# doggone industry



## culinarian247 (Jan 21, 2002)

I was fired from my job for cooking and stealing food from the oyster bar. The food server lied and put the money I gave him for payment in his tip jar. Then told the chef he never got the money. I can't even appeal it.

I am THIS close to leaving this industry. I'm so tired of being stepped on and kicked around and all I do is bust my butt everyday. In the 9 months I worked there I called in once (because I was vomiting blood - ulcer) and went to the doctor. Simply put.....................

I HATE THIS STUFF RIGHT NOW


----------



## panini (Jul 28, 2001)

Don't wait. Unemploymnet is not usually retro. Go now and get you case onthe books. Least it will help with a cushion till you get something else.


----------



## kuan (Jun 11, 2001)

Man, I'm so sorry to hear that. Getting fired is not nice, getting fired for all the wrong reasons sucks big time. Did the place have a policy where you had to ring up everything? Oh well. Doesn't matter now.

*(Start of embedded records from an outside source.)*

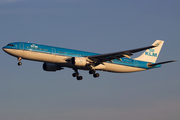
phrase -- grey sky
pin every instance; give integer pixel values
(29, 93)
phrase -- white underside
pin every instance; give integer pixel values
(62, 60)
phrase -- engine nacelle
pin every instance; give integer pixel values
(50, 67)
(79, 61)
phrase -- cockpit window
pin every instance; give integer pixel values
(10, 45)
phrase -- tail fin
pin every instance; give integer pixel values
(151, 55)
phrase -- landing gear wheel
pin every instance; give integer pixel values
(92, 72)
(19, 63)
(79, 78)
(75, 74)
(96, 75)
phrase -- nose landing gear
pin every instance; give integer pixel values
(76, 74)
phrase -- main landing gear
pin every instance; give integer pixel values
(95, 75)
(19, 59)
(76, 74)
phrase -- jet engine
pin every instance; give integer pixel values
(79, 61)
(51, 67)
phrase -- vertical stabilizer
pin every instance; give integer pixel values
(151, 55)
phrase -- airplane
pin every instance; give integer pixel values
(55, 58)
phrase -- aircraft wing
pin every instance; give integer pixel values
(117, 55)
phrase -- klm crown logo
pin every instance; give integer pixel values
(151, 53)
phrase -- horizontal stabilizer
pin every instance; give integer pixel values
(152, 65)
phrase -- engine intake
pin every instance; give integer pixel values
(51, 67)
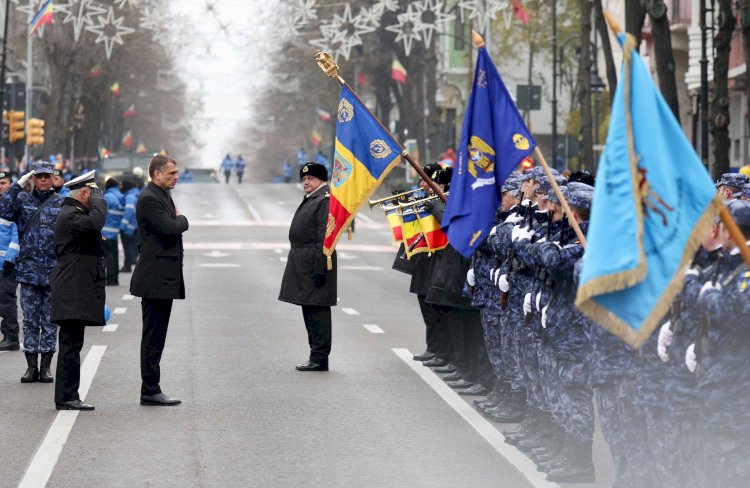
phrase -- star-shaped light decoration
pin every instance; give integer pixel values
(432, 18)
(482, 11)
(303, 11)
(407, 28)
(109, 30)
(81, 13)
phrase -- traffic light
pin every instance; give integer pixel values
(35, 137)
(16, 127)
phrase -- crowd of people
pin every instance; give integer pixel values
(503, 325)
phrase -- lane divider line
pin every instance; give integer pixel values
(46, 457)
(481, 425)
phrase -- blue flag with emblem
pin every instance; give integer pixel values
(494, 140)
(652, 204)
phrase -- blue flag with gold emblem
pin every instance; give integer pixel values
(494, 140)
(652, 204)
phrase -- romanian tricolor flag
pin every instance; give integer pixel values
(433, 234)
(413, 235)
(43, 17)
(365, 154)
(395, 222)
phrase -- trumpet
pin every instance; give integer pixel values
(372, 203)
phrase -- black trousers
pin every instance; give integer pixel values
(130, 248)
(68, 373)
(319, 334)
(156, 312)
(8, 306)
(432, 335)
(111, 261)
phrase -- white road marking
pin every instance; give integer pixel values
(45, 458)
(484, 428)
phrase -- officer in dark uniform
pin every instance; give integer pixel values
(307, 280)
(77, 282)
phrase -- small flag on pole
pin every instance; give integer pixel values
(43, 17)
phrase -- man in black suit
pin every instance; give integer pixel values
(157, 277)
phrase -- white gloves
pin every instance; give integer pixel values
(691, 361)
(709, 285)
(503, 284)
(470, 277)
(514, 218)
(22, 180)
(665, 340)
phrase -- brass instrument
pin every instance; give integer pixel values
(372, 203)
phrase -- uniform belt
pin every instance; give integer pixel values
(312, 244)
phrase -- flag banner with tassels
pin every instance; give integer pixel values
(652, 204)
(365, 154)
(413, 235)
(494, 140)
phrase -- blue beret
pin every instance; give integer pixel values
(735, 180)
(43, 167)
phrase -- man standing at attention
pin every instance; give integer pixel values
(157, 277)
(77, 282)
(35, 213)
(307, 281)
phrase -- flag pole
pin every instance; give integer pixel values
(563, 202)
(331, 69)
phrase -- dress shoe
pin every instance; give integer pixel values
(9, 345)
(435, 362)
(461, 384)
(454, 376)
(425, 356)
(73, 405)
(448, 368)
(476, 389)
(311, 366)
(159, 400)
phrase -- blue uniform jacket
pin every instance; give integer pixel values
(36, 258)
(115, 212)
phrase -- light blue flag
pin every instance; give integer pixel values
(652, 204)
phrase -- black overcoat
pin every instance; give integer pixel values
(78, 278)
(306, 235)
(158, 271)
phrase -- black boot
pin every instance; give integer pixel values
(32, 372)
(44, 369)
(580, 468)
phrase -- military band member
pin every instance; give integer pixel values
(77, 282)
(307, 281)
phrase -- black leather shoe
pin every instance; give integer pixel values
(311, 366)
(460, 384)
(8, 345)
(159, 400)
(477, 389)
(435, 363)
(73, 405)
(425, 356)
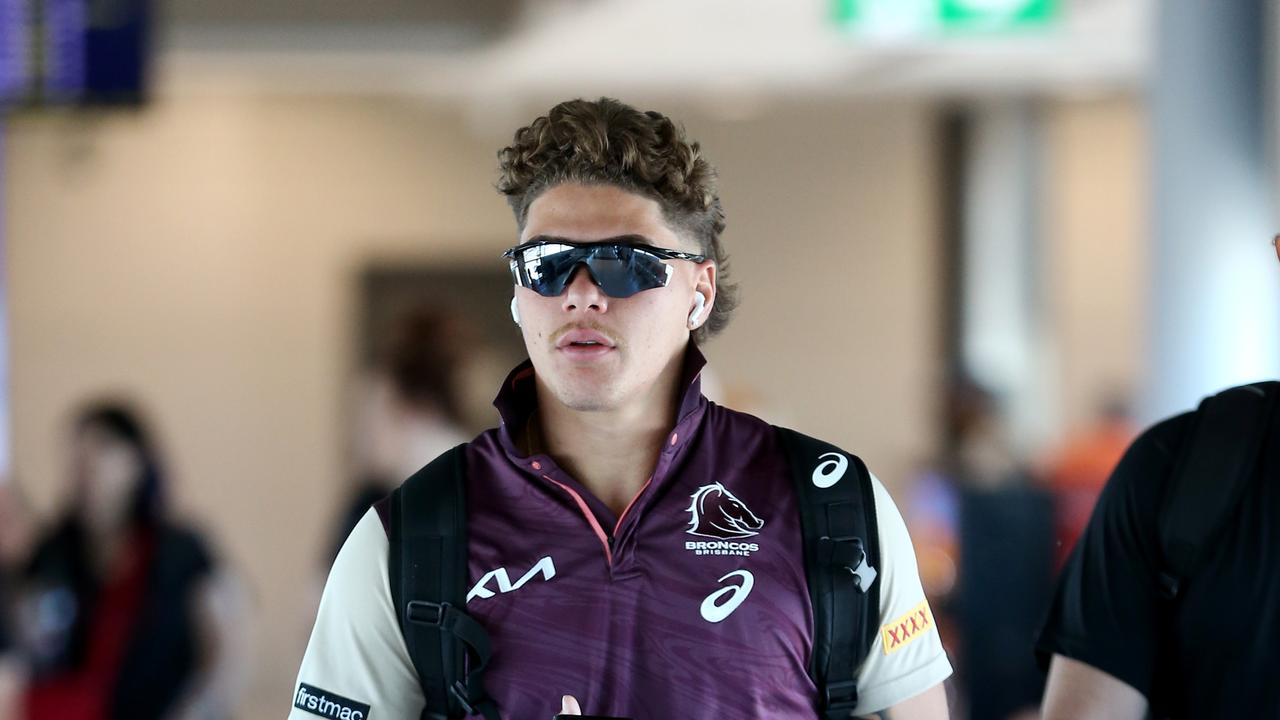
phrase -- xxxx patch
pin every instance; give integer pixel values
(905, 630)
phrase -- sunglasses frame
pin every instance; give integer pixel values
(659, 253)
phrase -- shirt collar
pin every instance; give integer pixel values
(517, 399)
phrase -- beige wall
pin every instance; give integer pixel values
(201, 254)
(1096, 251)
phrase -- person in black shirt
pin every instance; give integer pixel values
(1118, 646)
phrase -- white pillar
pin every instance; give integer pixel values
(1215, 302)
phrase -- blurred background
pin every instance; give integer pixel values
(256, 244)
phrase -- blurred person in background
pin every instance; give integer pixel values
(1077, 472)
(14, 540)
(408, 409)
(1169, 606)
(123, 611)
(984, 534)
(604, 441)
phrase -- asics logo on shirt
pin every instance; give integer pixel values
(830, 472)
(499, 577)
(713, 610)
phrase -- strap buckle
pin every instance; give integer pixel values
(848, 554)
(460, 693)
(841, 696)
(426, 613)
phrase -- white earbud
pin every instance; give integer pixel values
(696, 314)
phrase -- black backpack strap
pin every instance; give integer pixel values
(1211, 474)
(428, 565)
(841, 551)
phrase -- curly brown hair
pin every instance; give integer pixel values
(609, 142)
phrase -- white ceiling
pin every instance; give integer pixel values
(739, 50)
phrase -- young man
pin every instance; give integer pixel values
(586, 506)
(1168, 604)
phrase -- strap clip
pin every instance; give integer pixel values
(841, 696)
(426, 613)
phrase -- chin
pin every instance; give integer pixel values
(588, 397)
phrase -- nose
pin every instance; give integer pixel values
(583, 294)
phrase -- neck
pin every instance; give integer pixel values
(612, 452)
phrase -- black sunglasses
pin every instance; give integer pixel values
(620, 268)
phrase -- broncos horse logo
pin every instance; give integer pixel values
(717, 514)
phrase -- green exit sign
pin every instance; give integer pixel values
(924, 17)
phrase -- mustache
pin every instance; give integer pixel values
(586, 326)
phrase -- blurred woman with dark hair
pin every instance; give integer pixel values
(124, 613)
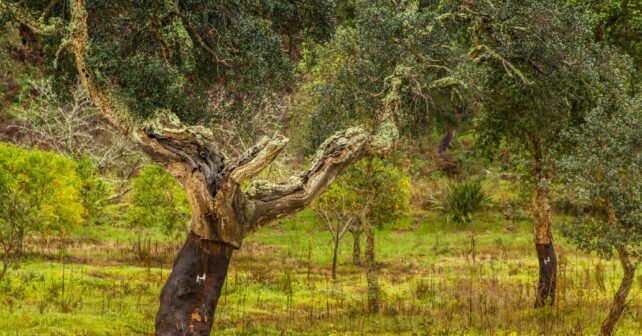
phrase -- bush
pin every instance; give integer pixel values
(158, 201)
(463, 200)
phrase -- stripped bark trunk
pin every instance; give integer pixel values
(619, 301)
(547, 284)
(371, 267)
(542, 222)
(190, 295)
(222, 213)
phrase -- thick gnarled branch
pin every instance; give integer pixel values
(267, 201)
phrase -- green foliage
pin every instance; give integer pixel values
(538, 70)
(400, 56)
(618, 23)
(39, 195)
(463, 200)
(603, 174)
(157, 200)
(94, 192)
(374, 184)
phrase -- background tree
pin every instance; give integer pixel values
(39, 195)
(604, 173)
(157, 200)
(462, 201)
(381, 195)
(331, 210)
(149, 68)
(398, 56)
(537, 60)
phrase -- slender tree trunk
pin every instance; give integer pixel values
(371, 267)
(190, 295)
(356, 246)
(547, 284)
(335, 251)
(619, 301)
(5, 265)
(446, 163)
(542, 222)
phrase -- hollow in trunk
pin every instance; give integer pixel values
(190, 295)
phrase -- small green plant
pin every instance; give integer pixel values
(462, 201)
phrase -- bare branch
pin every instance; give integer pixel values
(80, 40)
(257, 158)
(267, 201)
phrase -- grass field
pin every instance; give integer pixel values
(106, 281)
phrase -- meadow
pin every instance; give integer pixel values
(105, 280)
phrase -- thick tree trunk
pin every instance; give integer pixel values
(619, 301)
(371, 267)
(190, 295)
(356, 246)
(542, 223)
(547, 284)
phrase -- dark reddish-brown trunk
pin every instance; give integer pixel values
(335, 251)
(547, 283)
(188, 299)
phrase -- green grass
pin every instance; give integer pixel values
(112, 281)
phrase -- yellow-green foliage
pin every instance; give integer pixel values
(158, 201)
(374, 183)
(42, 191)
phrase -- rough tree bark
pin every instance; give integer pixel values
(222, 213)
(371, 267)
(356, 232)
(446, 163)
(619, 301)
(541, 211)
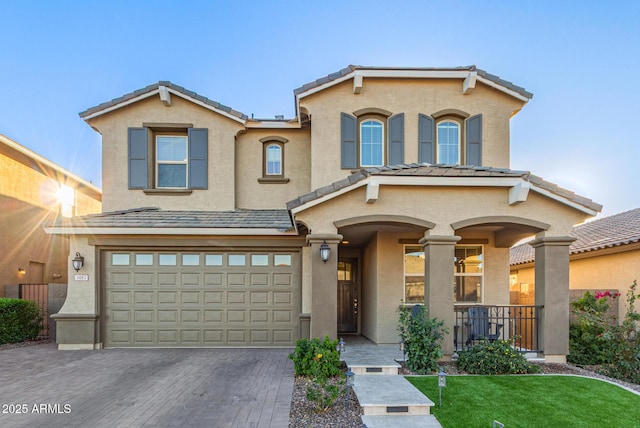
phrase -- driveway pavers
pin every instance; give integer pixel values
(145, 387)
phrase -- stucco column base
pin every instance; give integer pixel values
(76, 331)
(552, 291)
(438, 283)
(324, 286)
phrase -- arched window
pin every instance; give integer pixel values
(273, 160)
(371, 143)
(448, 149)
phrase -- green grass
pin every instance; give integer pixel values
(530, 401)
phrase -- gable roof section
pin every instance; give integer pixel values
(444, 175)
(158, 89)
(151, 220)
(613, 231)
(464, 72)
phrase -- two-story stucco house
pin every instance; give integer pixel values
(214, 224)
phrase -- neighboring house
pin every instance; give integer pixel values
(214, 223)
(604, 256)
(35, 191)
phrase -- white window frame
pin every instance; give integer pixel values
(459, 125)
(280, 148)
(480, 275)
(185, 162)
(382, 143)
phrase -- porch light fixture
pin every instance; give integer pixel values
(325, 251)
(442, 383)
(78, 262)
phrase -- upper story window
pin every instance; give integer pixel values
(371, 143)
(168, 158)
(448, 147)
(273, 166)
(172, 161)
(273, 160)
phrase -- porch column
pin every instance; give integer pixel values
(438, 282)
(552, 291)
(324, 282)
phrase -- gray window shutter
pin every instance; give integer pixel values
(426, 149)
(396, 139)
(474, 140)
(198, 158)
(348, 141)
(138, 141)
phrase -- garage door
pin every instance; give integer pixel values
(187, 298)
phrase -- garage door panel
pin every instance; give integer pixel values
(236, 279)
(221, 299)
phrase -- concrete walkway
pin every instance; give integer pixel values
(145, 387)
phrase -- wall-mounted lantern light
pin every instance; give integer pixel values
(325, 251)
(78, 262)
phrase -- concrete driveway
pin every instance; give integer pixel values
(145, 387)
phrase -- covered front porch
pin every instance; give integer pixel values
(426, 240)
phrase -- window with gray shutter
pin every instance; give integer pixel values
(348, 143)
(425, 139)
(198, 158)
(474, 140)
(138, 140)
(396, 139)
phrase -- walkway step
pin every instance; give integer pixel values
(409, 421)
(390, 395)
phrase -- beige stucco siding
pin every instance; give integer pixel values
(442, 206)
(222, 131)
(250, 193)
(614, 269)
(411, 97)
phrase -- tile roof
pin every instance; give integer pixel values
(157, 218)
(155, 86)
(351, 68)
(441, 170)
(607, 232)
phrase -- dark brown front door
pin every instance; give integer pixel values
(348, 304)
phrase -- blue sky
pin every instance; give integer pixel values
(579, 58)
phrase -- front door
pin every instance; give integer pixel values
(347, 296)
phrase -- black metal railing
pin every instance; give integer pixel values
(497, 322)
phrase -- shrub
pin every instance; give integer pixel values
(319, 360)
(306, 354)
(19, 320)
(497, 357)
(422, 338)
(590, 333)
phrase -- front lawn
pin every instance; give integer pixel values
(530, 401)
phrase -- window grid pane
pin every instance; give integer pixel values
(448, 143)
(371, 145)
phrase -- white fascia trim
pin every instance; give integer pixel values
(165, 231)
(122, 104)
(273, 125)
(564, 200)
(502, 88)
(207, 106)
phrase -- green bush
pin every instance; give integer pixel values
(305, 357)
(496, 357)
(19, 320)
(422, 337)
(589, 334)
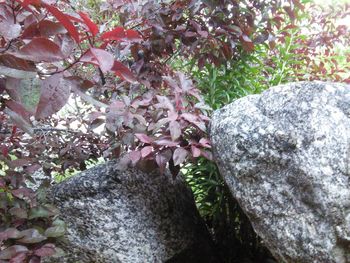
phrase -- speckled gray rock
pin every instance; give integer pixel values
(130, 217)
(285, 157)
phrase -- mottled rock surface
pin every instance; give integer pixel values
(130, 217)
(285, 157)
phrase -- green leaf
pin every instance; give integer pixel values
(55, 231)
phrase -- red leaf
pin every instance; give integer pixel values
(146, 151)
(64, 21)
(143, 138)
(179, 156)
(162, 158)
(205, 143)
(175, 130)
(134, 156)
(189, 117)
(122, 71)
(247, 43)
(91, 25)
(25, 3)
(120, 34)
(207, 154)
(166, 142)
(55, 92)
(195, 151)
(44, 28)
(40, 49)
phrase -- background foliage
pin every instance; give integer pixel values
(87, 81)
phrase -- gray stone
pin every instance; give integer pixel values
(285, 157)
(129, 216)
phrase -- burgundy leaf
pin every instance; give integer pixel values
(179, 156)
(205, 143)
(247, 43)
(143, 138)
(64, 20)
(166, 142)
(91, 25)
(175, 130)
(196, 152)
(122, 71)
(120, 34)
(40, 49)
(103, 58)
(12, 66)
(44, 28)
(134, 156)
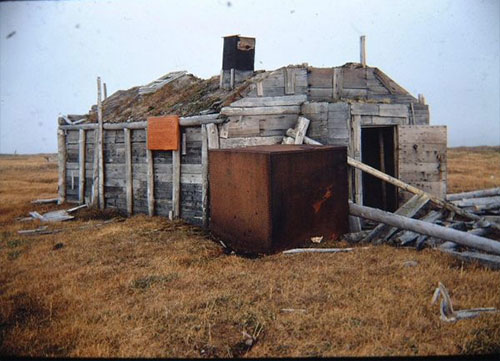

Live and learn.

I can't say anything to right any previous wrongs, but you are going to have to move on. Use this as a learning experience, make peace, and move on. I know you're reading this right now and you're mad as ****, but in time I know you'll figure it out.

BTW aren't you guys all union?

Take care my friend. You'll be OK.

Kuan


----------



## suzanne (May 26, 2001)

Of course, no son of mine would ever do such a thing (I'd whup his you-know-what if he did). So I still love you.

Panini's right: go first thing tomorrow and file with your unemployment agency. Be honest on your paperwork; if the employer fights it and you are denied, you can ask for a hearing, at which any testimony is under oath. But if you make sure that the "right" person (on YOUR side) is the one the agency contacts, you may not have to go all through that. (Can you tell I've been through this a few times?  )

But get the process started immediately! 

And remember, I still love you.

Mom


----------



## culinarian247 (Jan 21, 2002)

Most places here are union but Station Casinos, LLC is not. I'm not a thief or a liar. Sometimes all a man's got is his word and if that ever gets compromised............

I'm not upset I got fired. I am upset (  ) because of the reasoning behind my termination. I was trying to work hard and possibly move up the "ladder of success". That is not gonna happen now. At least not with them. I am having a terrible time finding Cook's jobs here, too. I may decide to just drop cooking and move to FOH like I planned. But I would miss the kitchen. This early in my career could I have already developed a bond with the seemingly thankless job of cook?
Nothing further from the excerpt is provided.